To compute the AMT, start with taxable income under the regular income tax, then add back various tax breaks, known as tax preference items. Items that must be added back include personal and dependent deductions, the standard deduction, state and local taxes, foreign taxes, interest on home equity loans when the proceeds are not used to purchase or renovate a home, miscellaneous deductions (such as investment planning and tax preparation fees), and even some medical and dental deductions. These additions result in your alternative minimum taxable income.

Retirees are especially at risk for the AMT. They tend to have more income taxed at the 15% rate for long-term capital gains and for dividends. In addition, charitable contribution and state and local tax deductions tend to be a higher percentage of income for retirees. These factors decrease the regular income tax and could trigger the AMT.

When the AMT is triggered, the benefit of the tax preference items is lost. Charitable contributions and some other deductions still are allowed under the AMT. But the top AMT rate is only 28% versus the top regular rate of 35%. That means there is less tax benefit from the deductions under the AMT, making the after-tax cost higher under the AMT.

Dividends and long-term capital gains are supposed to be taxed at a maximum 15% rate, and at a 5% rate in lower tax brackets. But retirees with a lot of this tax-advantaged income can trigger the AMT and effectively pay a 28% rate on that income.

More details of the AMT and how to avoid it are in the Tax Watch section of the Archive on the members’ web site at www.RetirementWatch.com. Let’s look at some unusual moves to consider if you might be trapped by the AMT this year.

For most taxpayers, it is a simple decision whether to itemize deductions or take the standard deduction. If itemized deductions (mortgage interest, charitable contributions, state and local taxes, miscellaneous itemized expenses, and medical expenses) exceed the standard deduction amount, then itemize deductions. But it doesn’t work that way if you are subject to the AMT.

The standard deduction is not allowed under the AMT. But some itemized expenses are allowed under the AMT, such as mortgage interest (other than most home equity mortgage interest) and charitable contributions. If most of your itemized deductions are allowed under the AMT and you will be subject to the AMT, it makes sense to itemize deductions even when they are less than the standard amount. You will get to take more of the deductions and reduce the AMT.

Even this strategy has tricks. You can elect to itemize deductions even when the standard deduction is higher than your total deductions. The IRS says to write on the dotted line next to line 37 of Form 1040 “IE” (for itemized elected). But the IRS might not notice this when its computers check your return. You might receive a notice from the IRS that additional taxes are due. You then would have to write a letter explaining that you itemized deductions though the standard deduction is higher.

Another trick is that you probably cannot omit deductions to which you are entitled. The issue doesn’t come up much, so there is not much law. For example, you might pay high state and local taxes. These are itemized deductions that are not allowed under the AMT. You might be tempted not to deduct all of them in order to avoid the AMT and to fully benefit from your charitable contribution deductions.
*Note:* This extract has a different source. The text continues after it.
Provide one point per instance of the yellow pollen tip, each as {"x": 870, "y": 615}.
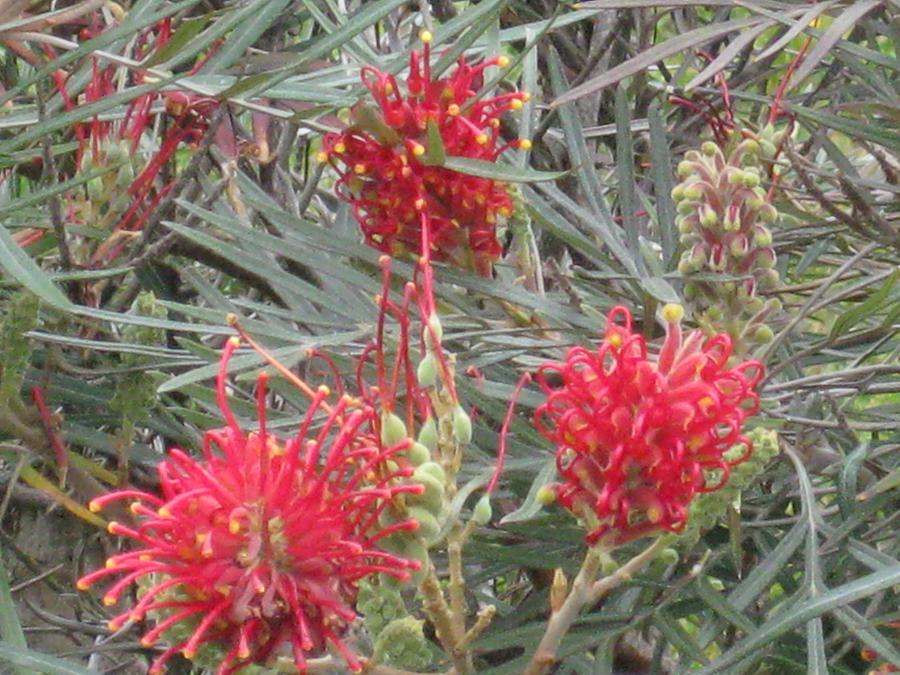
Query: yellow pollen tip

If the IRS computers do their job, they will get the amounts from information returns and add the deductions to your income tax return.
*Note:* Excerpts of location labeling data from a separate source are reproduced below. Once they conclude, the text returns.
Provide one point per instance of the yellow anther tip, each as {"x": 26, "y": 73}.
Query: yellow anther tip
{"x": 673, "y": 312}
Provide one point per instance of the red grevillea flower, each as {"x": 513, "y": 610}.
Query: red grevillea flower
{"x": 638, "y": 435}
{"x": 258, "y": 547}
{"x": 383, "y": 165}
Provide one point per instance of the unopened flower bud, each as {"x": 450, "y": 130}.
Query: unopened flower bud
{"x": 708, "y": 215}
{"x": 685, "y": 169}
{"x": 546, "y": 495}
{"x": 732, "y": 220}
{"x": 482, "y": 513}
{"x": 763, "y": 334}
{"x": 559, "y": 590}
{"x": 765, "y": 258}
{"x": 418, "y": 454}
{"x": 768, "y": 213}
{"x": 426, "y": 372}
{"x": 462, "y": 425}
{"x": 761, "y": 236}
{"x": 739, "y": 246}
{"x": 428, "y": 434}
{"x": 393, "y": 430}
But there are other deductions that involve judgment and of which the IRS would not be aware except in an audit. Miscellaneous itemized expenses, for example, often depend on subjective factors such as whether an expense was primarily for investment or business purposes. You might decide to be conservative and conclude that you aren’t eligible to deduct some of these expenses.
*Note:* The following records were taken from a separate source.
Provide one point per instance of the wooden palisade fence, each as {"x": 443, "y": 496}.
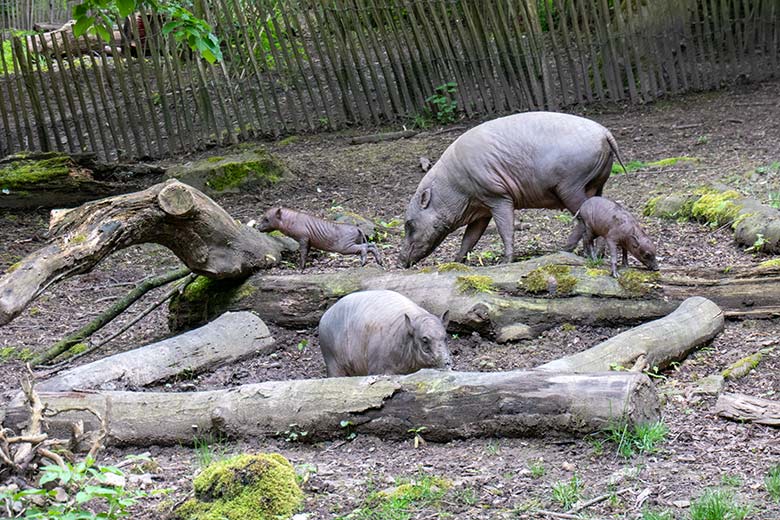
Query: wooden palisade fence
{"x": 303, "y": 65}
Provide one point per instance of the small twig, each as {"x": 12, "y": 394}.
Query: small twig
{"x": 167, "y": 296}
{"x": 598, "y": 499}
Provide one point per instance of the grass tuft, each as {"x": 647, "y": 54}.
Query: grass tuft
{"x": 718, "y": 504}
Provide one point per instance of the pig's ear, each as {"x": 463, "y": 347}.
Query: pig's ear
{"x": 425, "y": 198}
{"x": 408, "y": 324}
{"x": 445, "y": 318}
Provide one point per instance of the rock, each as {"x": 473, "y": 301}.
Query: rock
{"x": 514, "y": 332}
{"x": 232, "y": 173}
{"x": 710, "y": 385}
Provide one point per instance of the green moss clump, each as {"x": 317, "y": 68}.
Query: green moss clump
{"x": 11, "y": 353}
{"x": 448, "y": 267}
{"x": 775, "y": 262}
{"x": 742, "y": 367}
{"x": 245, "y": 487}
{"x": 716, "y": 208}
{"x": 649, "y": 210}
{"x": 289, "y": 140}
{"x": 233, "y": 174}
{"x": 475, "y": 284}
{"x": 595, "y": 271}
{"x": 23, "y": 173}
{"x": 637, "y": 282}
{"x": 538, "y": 280}
{"x": 78, "y": 348}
Ideally, taxpayers estimate two years of taxes at the same time. If you aren’t subject to the AMT this year but might be next year, it makes sense to accelerate tax preference deductions into this year. For example, you might be able to accelerate some tax payments or miscellaneous itemized expenses. If you might pay the AMT this year but not next, try to accelerate some income into this year. It will face a maximum AMT rate of 28% instead of the regular rate of 35%.